I have a data frame like this:
df:
number score
12 NaN
13 NaN
14 NaN
15 NaN
16 10
17 NaN
18 NaN
- I want to filter this data frame from the start to the row where it finds a number in the score column. So, after filtering the data frame should look like this:
new_df: number score 12 NaN 13 NaN 14 NaN 15 NaN 16 10
- I want to filter this data frame from the row where it finds a number in the score column to the end of the data frame. So, after filtering the data frame should look like this:
new_df: number score 16 10 17 NaN 18 NaN
How do I filter this data frame?
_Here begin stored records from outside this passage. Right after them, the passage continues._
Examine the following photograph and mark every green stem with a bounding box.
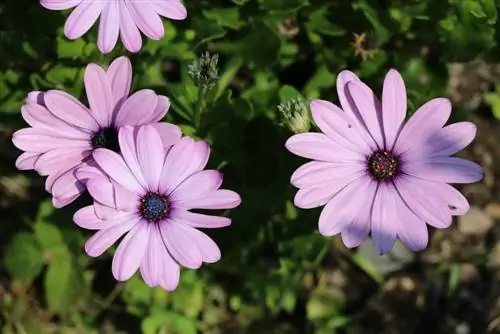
[194,87,207,131]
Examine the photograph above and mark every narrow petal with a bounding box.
[45,90,99,131]
[382,69,407,150]
[84,62,114,127]
[290,161,366,188]
[169,170,223,202]
[370,182,403,254]
[172,189,241,210]
[40,0,82,10]
[136,125,165,191]
[347,81,385,149]
[114,89,158,127]
[16,152,40,170]
[111,220,150,281]
[393,98,451,155]
[160,137,210,193]
[293,172,366,209]
[64,1,107,39]
[404,157,483,183]
[394,176,452,228]
[124,0,165,40]
[285,132,365,162]
[118,1,142,53]
[152,0,187,20]
[159,221,203,269]
[170,210,231,228]
[97,1,120,54]
[92,148,144,194]
[311,100,376,154]
[85,217,140,257]
[106,56,132,104]
[151,122,185,150]
[318,177,376,236]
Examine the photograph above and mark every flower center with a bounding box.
[139,193,170,223]
[90,127,120,153]
[368,151,399,181]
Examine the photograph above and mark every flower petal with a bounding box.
[97,1,120,54]
[64,1,107,39]
[382,69,407,150]
[84,62,114,127]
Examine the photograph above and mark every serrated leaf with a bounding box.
[4,232,43,282]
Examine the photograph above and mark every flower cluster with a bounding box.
[12,0,483,291]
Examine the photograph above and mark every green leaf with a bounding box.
[203,7,245,30]
[4,232,43,282]
[44,252,84,314]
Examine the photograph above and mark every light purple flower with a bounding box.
[40,0,187,54]
[74,125,241,291]
[286,70,483,253]
[12,57,181,208]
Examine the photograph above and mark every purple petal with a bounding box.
[347,81,385,148]
[159,221,203,269]
[84,62,115,127]
[393,98,451,155]
[85,217,140,261]
[170,210,231,228]
[169,170,222,202]
[404,157,483,183]
[111,220,147,281]
[311,100,376,154]
[285,132,365,162]
[382,69,406,150]
[64,1,107,39]
[114,89,158,127]
[97,1,120,54]
[318,177,376,236]
[394,176,452,228]
[370,182,403,254]
[106,56,132,104]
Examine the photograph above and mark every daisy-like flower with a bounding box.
[74,125,241,291]
[12,57,181,208]
[286,70,483,253]
[40,0,187,54]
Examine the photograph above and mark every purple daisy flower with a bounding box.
[12,57,181,208]
[40,0,187,53]
[286,70,483,253]
[74,125,241,291]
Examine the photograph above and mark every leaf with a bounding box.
[4,232,43,282]
[44,252,84,314]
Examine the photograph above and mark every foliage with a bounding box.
[0,0,500,334]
Kindly help
CodePudding user response:
You can use a reverse cummax
and boolean slicing:
new_df = df[df['score'].notna()[::-1].cummax()]
Output:
number score
0 12 NaN
1 13 NaN
2 14 NaN
3 15 NaN
4 16 10.0
For the second one, a simple cummax
:
new_df = df[df['score'].notna().cummax()]
Output:
number score
4 16 10.0
5 17 NaN
6 18 NaN
CodePudding user response:
You can use pd.Series.last_valid_index
and pd.Series.first_valid_index
like this:
df.loc[df['score'].first_valid_index():]
Output:
number score
4 16 10.0
5 17 NaN
6 18 NaN
And,
df.loc[:df['score'].last_valid_index()]
Output:
number score
0 12 NaN
1 13 NaN
2 14 NaN
3 15 NaN
4 16 10.0
And, if you wanted to clip leading NaN and trailing Nan you can combined the two.
df.loc[df['score'].first_valid_index():df['score'].last_valid_index()]
Output:
number score
4 16 10.0